1

I'm running a hadoop job with mapred.reduce.tasks = 100 (just experimenting). The number of maps spawned are 537 as that depends on the input splits. Problem is the number of reducers "Running" in parallel won't go beyond 4. Even after the maps are 100% complete. Is there a way to increase the number of reducers running as the CPU usage is sub optimal and the Reduce is very slow.

I have also set mapred.tasktracker.reduce.tasks.maximum = 100. But this doesn't seem to affect the numbers of reducers running in parallel.

cprsd
  • 473
  • 4
  • 13

3 Answers3

2

Check the hashcodes that are used by the partitioner; if your keys only return 4 hashcode values, Hadoop will only schedule 4 reducers.

You might need to implement your own partitioner to get more reducers, however if your mappers produce only 4 keys, 4 is the maximum number of reducers.

rsp
  • 23,135
  • 6
  • 55
  • 69
  • the mappers produce about 200,000 keys.
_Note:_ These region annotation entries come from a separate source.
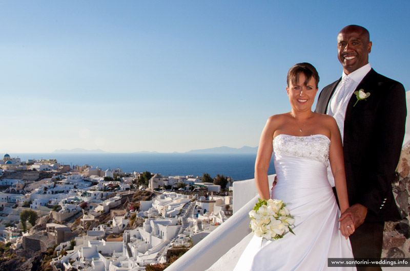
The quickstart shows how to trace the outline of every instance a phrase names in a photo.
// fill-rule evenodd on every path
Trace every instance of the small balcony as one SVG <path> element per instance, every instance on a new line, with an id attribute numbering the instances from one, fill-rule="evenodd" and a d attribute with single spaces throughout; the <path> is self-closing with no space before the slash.
<path id="1" fill-rule="evenodd" d="M 274 175 L 269 176 L 270 187 L 274 178 Z M 233 187 L 233 215 L 165 271 L 233 269 L 248 244 L 249 238 L 245 237 L 251 236 L 248 213 L 259 198 L 254 179 L 235 182 Z"/>

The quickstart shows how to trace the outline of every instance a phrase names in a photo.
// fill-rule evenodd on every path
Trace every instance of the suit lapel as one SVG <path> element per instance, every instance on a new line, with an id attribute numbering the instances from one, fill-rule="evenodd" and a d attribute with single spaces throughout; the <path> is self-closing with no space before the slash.
<path id="1" fill-rule="evenodd" d="M 369 87 L 369 83 L 373 81 L 373 78 L 376 72 L 375 72 L 373 69 L 371 70 L 367 74 L 363 77 L 362 81 L 359 83 L 353 92 L 358 91 L 359 89 L 363 89 L 364 92 L 371 93 L 372 92 L 370 91 L 370 87 Z M 353 93 L 352 93 L 352 97 L 350 98 L 349 102 L 347 104 L 347 107 L 346 108 L 346 114 L 344 115 L 344 127 L 346 127 L 345 124 L 346 123 L 349 123 L 350 122 L 353 112 L 357 109 L 356 107 L 353 106 L 357 100 L 357 98 L 356 98 L 356 96 L 353 95 Z M 344 132 L 345 132 L 345 131 Z"/>
<path id="2" fill-rule="evenodd" d="M 328 91 L 327 91 L 325 93 L 323 94 L 324 96 L 323 96 L 323 101 L 325 101 L 325 103 L 324 104 L 324 110 L 323 110 L 321 112 L 323 114 L 326 114 L 327 112 L 327 108 L 329 107 L 329 102 L 330 102 L 330 98 L 332 98 L 332 96 L 333 95 L 333 93 L 335 92 L 335 90 L 336 89 L 336 86 L 337 85 L 339 84 L 339 83 L 341 81 L 342 78 L 340 77 L 338 80 L 336 81 L 332 84 L 329 85 L 329 87 L 328 88 Z"/>

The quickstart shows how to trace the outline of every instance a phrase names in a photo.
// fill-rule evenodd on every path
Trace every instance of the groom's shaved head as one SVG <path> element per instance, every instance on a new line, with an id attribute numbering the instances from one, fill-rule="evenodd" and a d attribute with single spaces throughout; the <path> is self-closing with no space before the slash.
<path id="1" fill-rule="evenodd" d="M 368 33 L 368 31 L 364 27 L 356 25 L 350 25 L 344 27 L 343 29 L 340 30 L 340 32 L 339 32 L 339 34 L 340 34 L 340 33 L 347 33 L 353 31 L 361 32 L 363 41 L 367 41 L 367 42 L 370 41 L 370 33 Z"/>
<path id="2" fill-rule="evenodd" d="M 367 64 L 371 50 L 368 31 L 363 27 L 347 26 L 337 35 L 337 57 L 346 74 Z"/>

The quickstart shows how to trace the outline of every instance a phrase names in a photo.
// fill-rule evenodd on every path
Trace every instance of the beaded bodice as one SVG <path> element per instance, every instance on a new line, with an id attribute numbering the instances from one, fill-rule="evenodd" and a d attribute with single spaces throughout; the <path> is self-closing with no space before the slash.
<path id="1" fill-rule="evenodd" d="M 323 134 L 296 137 L 279 134 L 273 140 L 275 154 L 316 160 L 327 164 L 330 140 Z"/>

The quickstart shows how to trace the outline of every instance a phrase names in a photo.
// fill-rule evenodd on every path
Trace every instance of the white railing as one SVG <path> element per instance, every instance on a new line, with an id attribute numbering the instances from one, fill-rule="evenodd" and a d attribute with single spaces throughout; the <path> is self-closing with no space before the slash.
<path id="1" fill-rule="evenodd" d="M 274 175 L 269 176 L 272 185 Z M 204 271 L 251 232 L 248 213 L 259 198 L 254 179 L 234 183 L 234 214 L 165 271 Z"/>

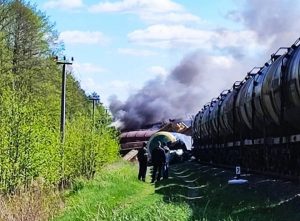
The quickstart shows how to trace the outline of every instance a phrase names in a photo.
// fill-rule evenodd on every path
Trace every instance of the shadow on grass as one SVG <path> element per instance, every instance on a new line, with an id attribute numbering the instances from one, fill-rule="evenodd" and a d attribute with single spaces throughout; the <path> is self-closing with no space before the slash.
<path id="1" fill-rule="evenodd" d="M 300 186 L 257 175 L 245 185 L 228 185 L 234 174 L 187 162 L 171 165 L 170 177 L 155 183 L 165 202 L 185 202 L 190 220 L 300 220 Z"/>

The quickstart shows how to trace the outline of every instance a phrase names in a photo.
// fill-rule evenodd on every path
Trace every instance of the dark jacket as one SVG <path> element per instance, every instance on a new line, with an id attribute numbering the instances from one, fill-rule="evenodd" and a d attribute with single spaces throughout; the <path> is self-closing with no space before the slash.
<path id="1" fill-rule="evenodd" d="M 146 147 L 142 147 L 138 152 L 138 161 L 141 163 L 147 163 L 148 161 L 148 153 Z"/>
<path id="2" fill-rule="evenodd" d="M 161 147 L 154 148 L 152 151 L 152 163 L 154 165 L 161 165 L 166 162 L 165 151 Z"/>

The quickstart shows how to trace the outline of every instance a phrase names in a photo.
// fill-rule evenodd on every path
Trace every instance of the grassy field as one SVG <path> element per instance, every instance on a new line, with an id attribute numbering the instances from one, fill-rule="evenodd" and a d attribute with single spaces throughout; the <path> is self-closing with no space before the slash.
<path id="1" fill-rule="evenodd" d="M 56 220 L 300 220 L 300 188 L 248 175 L 248 185 L 227 184 L 233 174 L 197 163 L 172 165 L 168 180 L 137 180 L 137 165 L 108 166 L 93 181 L 78 180 Z"/>

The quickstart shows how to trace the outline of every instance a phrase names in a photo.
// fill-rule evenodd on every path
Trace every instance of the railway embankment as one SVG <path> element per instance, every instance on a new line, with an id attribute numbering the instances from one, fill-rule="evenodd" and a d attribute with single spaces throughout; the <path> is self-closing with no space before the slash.
<path id="1" fill-rule="evenodd" d="M 246 185 L 228 185 L 234 171 L 187 162 L 170 178 L 138 181 L 137 165 L 119 162 L 66 195 L 56 220 L 300 220 L 300 186 L 245 174 Z"/>

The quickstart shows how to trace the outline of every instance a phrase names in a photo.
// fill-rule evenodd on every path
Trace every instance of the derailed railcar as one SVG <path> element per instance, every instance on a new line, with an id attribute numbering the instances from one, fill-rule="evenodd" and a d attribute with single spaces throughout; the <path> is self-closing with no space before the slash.
<path id="1" fill-rule="evenodd" d="M 204 162 L 300 177 L 300 47 L 280 48 L 205 105 L 193 122 Z"/>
A typical mapper output would be <"www.xyz.com", "http://www.xyz.com/page1"> . It's a key value pair. And all urls from the same host are to go to one reducer. So if I have a number of reducers running in parallel, I can process data from multiple host at a time – cprsd Nov 06 '12 at 17:12
0

You can specify the number of reducers using job configuration like below:

job.setNumReduceTasks(6);

Also, when you are executing your jar, you can pass property like below:

-D mapred.reduce.tasks=6

  • I've set mapred.reduce.tasks in mapred-site.xml. But that's not what I want. I want to increase the "Capacity" of reducers. – cprsd Nov 06 '12 at 12:01
  • The property mapred.reduce.tasks = 100 value is not functioning here.It depends on the CPU and I/O bandwidth available.Do you know the number of CPU you have ? If not, try cat /proc/cpuinfo –  Nov 06 '12 at 14:13
0

It turns out all that was required was a restart of the mapred and dfs daemons after you change the mapred-site.xml. mapred.tasktracker.reduce.tasks.maximum is indeed the right parameter to be set to increase the Reduce capacity.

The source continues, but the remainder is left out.